阿部 静子 Shizuko Abe

「原爆の生き証人」として生きて

3. 満身創痍

実家には二人の姉の家族が嫁ぎ先から帰ってきていました。上の姉は呉に嫁いでいましたが、空襲で家を焼かれ、姑さんと子ども二人で母屋の座敷を使っていました。下の姉はお産のために子ども3人と共に帰省していて、納屋の二階に住んでいました。仕方なく私は姑と住んでいた家に戻ることになりました。毎日母と身重の下の姉が世話をしに来てくれました。上の姉は5人の子どもたちの世話や総勢10人にもなった家族の家事を担ってくれていました。役場からは、薬代わりに油5合が支給されました。またジャガイモをすったものが火傷にいいと聞き、母は毎日新鮮なジャガイモをすって持ってきてくれ、それを塗ってくれました。9月の初旬くらいからは下痢や脱毛、高熱という放射線障害が始まりました。また屋根から飛ばされた時に左側が下になったのでしょう。その時は気づきませんでしたが、左耳の鼓膜が破れ、全く聞こえなくなっていました。

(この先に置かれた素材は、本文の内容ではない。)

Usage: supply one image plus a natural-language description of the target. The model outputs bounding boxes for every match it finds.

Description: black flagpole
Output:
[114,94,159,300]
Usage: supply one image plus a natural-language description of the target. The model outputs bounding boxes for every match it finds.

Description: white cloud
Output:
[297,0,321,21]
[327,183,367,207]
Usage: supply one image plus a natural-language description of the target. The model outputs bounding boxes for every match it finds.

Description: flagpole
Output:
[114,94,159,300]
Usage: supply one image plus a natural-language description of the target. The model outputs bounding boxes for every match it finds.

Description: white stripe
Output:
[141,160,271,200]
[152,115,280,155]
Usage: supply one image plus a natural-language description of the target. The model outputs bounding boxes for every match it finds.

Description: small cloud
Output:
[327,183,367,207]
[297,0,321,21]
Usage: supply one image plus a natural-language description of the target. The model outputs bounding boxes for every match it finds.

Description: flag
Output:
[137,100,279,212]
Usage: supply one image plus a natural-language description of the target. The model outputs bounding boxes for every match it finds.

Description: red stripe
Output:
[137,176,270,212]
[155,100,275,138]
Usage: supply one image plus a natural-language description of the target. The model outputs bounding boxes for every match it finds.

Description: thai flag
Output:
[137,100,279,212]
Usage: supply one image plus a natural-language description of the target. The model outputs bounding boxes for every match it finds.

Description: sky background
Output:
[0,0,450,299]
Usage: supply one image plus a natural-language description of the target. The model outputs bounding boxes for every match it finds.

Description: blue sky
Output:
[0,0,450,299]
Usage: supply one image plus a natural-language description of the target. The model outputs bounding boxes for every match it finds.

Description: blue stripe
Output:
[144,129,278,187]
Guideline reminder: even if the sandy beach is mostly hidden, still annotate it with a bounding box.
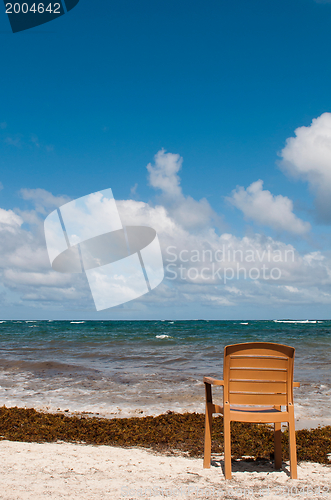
[0,441,331,500]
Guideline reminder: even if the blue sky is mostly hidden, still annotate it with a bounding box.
[0,0,331,319]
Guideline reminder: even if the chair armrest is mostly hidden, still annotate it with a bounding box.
[203,377,224,385]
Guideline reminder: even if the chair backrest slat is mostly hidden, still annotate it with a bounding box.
[224,342,294,406]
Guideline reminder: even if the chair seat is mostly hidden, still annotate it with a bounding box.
[230,406,283,413]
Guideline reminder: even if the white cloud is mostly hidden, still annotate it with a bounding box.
[0,146,331,318]
[227,180,310,235]
[20,188,70,215]
[0,208,23,230]
[280,113,331,223]
[147,149,221,230]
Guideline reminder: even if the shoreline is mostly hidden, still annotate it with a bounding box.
[7,405,331,430]
[0,441,331,500]
[0,406,331,465]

私は右側から直接熱線を浴びたため、体の右側にひどい火傷を負いました。顔は右眉から首にかけて、腕は半袖のシャツを着ていたので、その袖の下から指の先まで、右足も紺色のモンペをはいていましたが、その下に火傷を負っていました。右目はケロイドで皮膚が引きつっていたので、長い間、目を閉じることができませんでした。寝るときも目を開けたままで、絶えず埃が目に入ってきました。また頬の皮膚と顎の皮膚がケロイドのため硬直し、口をうまく閉じることができず、何か食べてもダラーッとこぼれ落ちてしまいました。9月の半ばになって、ようやく座ることができるようになりました。何度も立つ練習をしようとしましたが、その度に膝の後ろのケロイドになった皮膚が裂けて出血し、痛みで立つことはなかなかできませんでした。

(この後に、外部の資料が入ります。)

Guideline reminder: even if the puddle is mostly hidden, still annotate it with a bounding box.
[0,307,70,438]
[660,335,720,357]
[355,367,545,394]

家族は醜い顔になってしまった私を不憫に思い、家中にある鏡を隠していましたが、9月の初め頃だったと思います、たまたま家に誰もいなかったことがあり、這って鏡を探しました。どんな風になっているのか、一度見てみたかったのです。鏡を見つけ初めて自分の顔を見ると、顔は真っ赤に腫れ上がり、目は引きつった皮膚に引っ張られ、まるで赤鬼のお面のような形相でした。それは想像をはるかに超えていました。あまりの醜い姿に毎日毎日泣いて暮らしていましたら、父がぎゅっと抱きしめてくれて、

「いっそのことあの時死んでいたら、どんなに楽だっただろうに。」

と一緒に泣いてくれました。私も何度もあの時死んでいた方がよほどましだったと思ったものです。

9月17日には昭和史に残る大きな台風、枕崎台風が広島を直撃しました。広島市内では、原爆で何もなくなり、平らになっていた土地に、山から土砂が流れ込み、ようやく建てられたバラックを流してしまったと聞きました。姑と住んでいた中野の家も床上浸水し、一階は住めなくなり、姑が二階に住み、私は実家に戻ることになりました。実家では母屋は上の姉家族が、納屋は下の姉の家族がすでに避難してきていたため、私は蔵の二階を片付け、寝かせてもらうことになりました。まだ歩けませんでしたから、大八車に乗せられ実家に連れて帰ってもらい、二階へは誰かにおぶわれて上がりました。